The heat, light and humidity of summer can sometimes make you feel like you’ve wandered into Hell. It can be disorienting in exactly the opposite way that you might feel when you can’t find the exit in an ice hotel or a hedge maze. The likelihood that you may lose your faculties and drift into a malarial fever is practically nil if you live more than a degree or two latitude off the equator. All the same, better to be safe than sorry. And while quinine is present in miniscule quantities in tonic water, the amount of gin-and-tonic you’d have to drink to actually protect yourself against malaria would do you more harm than the disease itself. But one should never discount the placebo effect.
If you’ve started drinking gin and tonics seriously, you’ll quickly become bored and frustrated with the fact that almost all available tonic waters are basically soda pop, full of high fructose corn syrup. It’s time for you to grow up and stop drinking soda pop. Also, you’re spoiling gin pouring that sugary fizz over top of it.
Yes, there is now an increasing number of quality tonic waters vying for your attention. Eventually, though, you might start to wonder if you can’t just make the stuff yourself. The good news is that you can. The worst that will happen is that you will discover the limits of what’s worth doing yourself, and what merits outsourcing. Try anything once, though.
Here are your ingredients:
Four cups water
1 cup chopped lemongrass (approx. 2 stalks)
¼ cup cinchona (that’s the powder measurement, so account for a bit more if you can get it in bark form)

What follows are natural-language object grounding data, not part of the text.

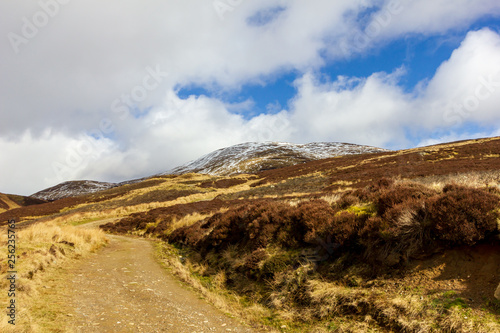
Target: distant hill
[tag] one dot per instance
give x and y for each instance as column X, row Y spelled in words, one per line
column 249, row 157
column 72, row 189
column 10, row 201
column 253, row 157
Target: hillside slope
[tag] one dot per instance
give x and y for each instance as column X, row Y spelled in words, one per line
column 72, row 189
column 9, row 201
column 253, row 157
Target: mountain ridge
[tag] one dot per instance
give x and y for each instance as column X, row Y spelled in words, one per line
column 253, row 157
column 249, row 157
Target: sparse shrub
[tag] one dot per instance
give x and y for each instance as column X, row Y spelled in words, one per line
column 463, row 216
column 400, row 193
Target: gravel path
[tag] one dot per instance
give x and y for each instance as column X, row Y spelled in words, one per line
column 122, row 288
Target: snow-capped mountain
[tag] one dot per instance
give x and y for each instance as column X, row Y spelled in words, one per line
column 253, row 157
column 72, row 189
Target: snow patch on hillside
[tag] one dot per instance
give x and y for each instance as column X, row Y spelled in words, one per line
column 246, row 157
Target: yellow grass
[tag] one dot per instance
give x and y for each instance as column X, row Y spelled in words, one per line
column 41, row 250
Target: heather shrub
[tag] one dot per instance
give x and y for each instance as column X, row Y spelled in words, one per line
column 401, row 193
column 463, row 216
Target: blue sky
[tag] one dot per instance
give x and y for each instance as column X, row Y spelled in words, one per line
column 120, row 90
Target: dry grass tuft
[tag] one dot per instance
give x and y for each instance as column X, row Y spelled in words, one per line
column 41, row 248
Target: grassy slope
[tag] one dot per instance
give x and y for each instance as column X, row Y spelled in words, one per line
column 286, row 285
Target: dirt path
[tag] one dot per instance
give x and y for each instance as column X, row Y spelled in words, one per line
column 123, row 289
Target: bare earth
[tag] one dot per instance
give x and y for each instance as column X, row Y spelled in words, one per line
column 122, row 288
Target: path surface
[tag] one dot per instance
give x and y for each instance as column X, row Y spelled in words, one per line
column 121, row 288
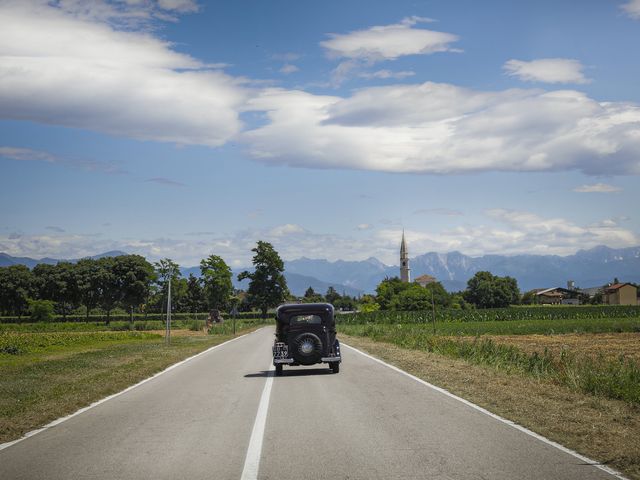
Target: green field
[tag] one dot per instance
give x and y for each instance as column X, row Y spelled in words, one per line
column 501, row 327
column 523, row 313
column 616, row 377
column 48, row 374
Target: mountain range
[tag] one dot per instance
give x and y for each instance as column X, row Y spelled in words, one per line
column 594, row 267
column 588, row 268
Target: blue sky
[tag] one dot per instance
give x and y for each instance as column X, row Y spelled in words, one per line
column 180, row 128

Zest and juice of 1 orange
Zest and juice of 1 lemon
Zest and juice of 1 lime
1 teaspoon whole allspice berries
¼ cup citric acid
¼ teaspoon Kosher salt
¾ cup agave syrup
Cinchona bark (or powder) can be a challenge to find. In Montreal, you can get the bark at Herbistorie Desjardins, which is set up kind of like a naturopath pharmacy. Don’t bother searching the aisles when you walk in. You have to walk up to the counter and ask for a specific amount of “Quincina”. (I asked for 250 grams, which is way more than I needed.) Then someone wearing a lab coat goes in the back and fills a little bag with bark and hands it to you. Bottom line, I don’t think this stuff is available off the shelf at health food stores. It requires a dispensary license, so you’re looking for a shop that’s part herbologist, part pharmacist.
In Peruvian (where the bark comes from), “kina-kina” means “highly sought after bark”. We have to set the bar somewhere. It’s no good if everything is just available all the time.
You’ll only be using ¼ cup of the cinchona bark per batch, so better to err on the side of ordering a small quantity. It’ll take me two summers at least to work through 250 grams. In any case, I’m glad I found the bark because most of what I read online about people substituting cinchona powder involves increasingly maniacal descriptions of how impossible it is to filter the silt from the liquid.
Then you’ll want to strain the mixture. (If you only managed to find cinchona powder, you’re going to spend the rest of your day filtering and straining the liquid until you’re satisfied with its clarity.)
Now that you have a concentrate, you can bottle that up and make your tonic syrup by mixing in the agave as you need it. For each cup of tonic concentrate, mix in ¾ cup agave syrup, and heat both in a saucepan until the agave appears fully dissolved. It’s this concentrate-agave syrup mixture that you’ll be adding carbonated water to.
What you’ll notice is that your syrup is kind of orangey-brown. This is what I meant earlier when I talked about the limits of what’s possible before you start seeking professional help. Even the small-batch professionally made tonics are clear. Your houseguests may look at your bitter-tasting, cloudy orange mixture skeptically.
Making tonic syrup is almost all of the battle. The remaining piece of the puzzle is going to be your method of carbonating the water to mix it with. If you’re not planning on drinking industrial quantities, you’re probably not in need of a tabletop carbonator, like those that have come to market recently. You could alternately get a siphon, like the kind clowns use to spritz each other after they pile out of the funny car.
Or if you’re only planning on getting through the tonic syrup you have, you can just use pre-prepared soda water. This does defeat the purpose of the DIY approach to making tonic water a little. But if you let yourself get carried away, you might find yourself in Peru before long hacking down a tree in the jungle. Your summer is better spent drinking gin and tonics.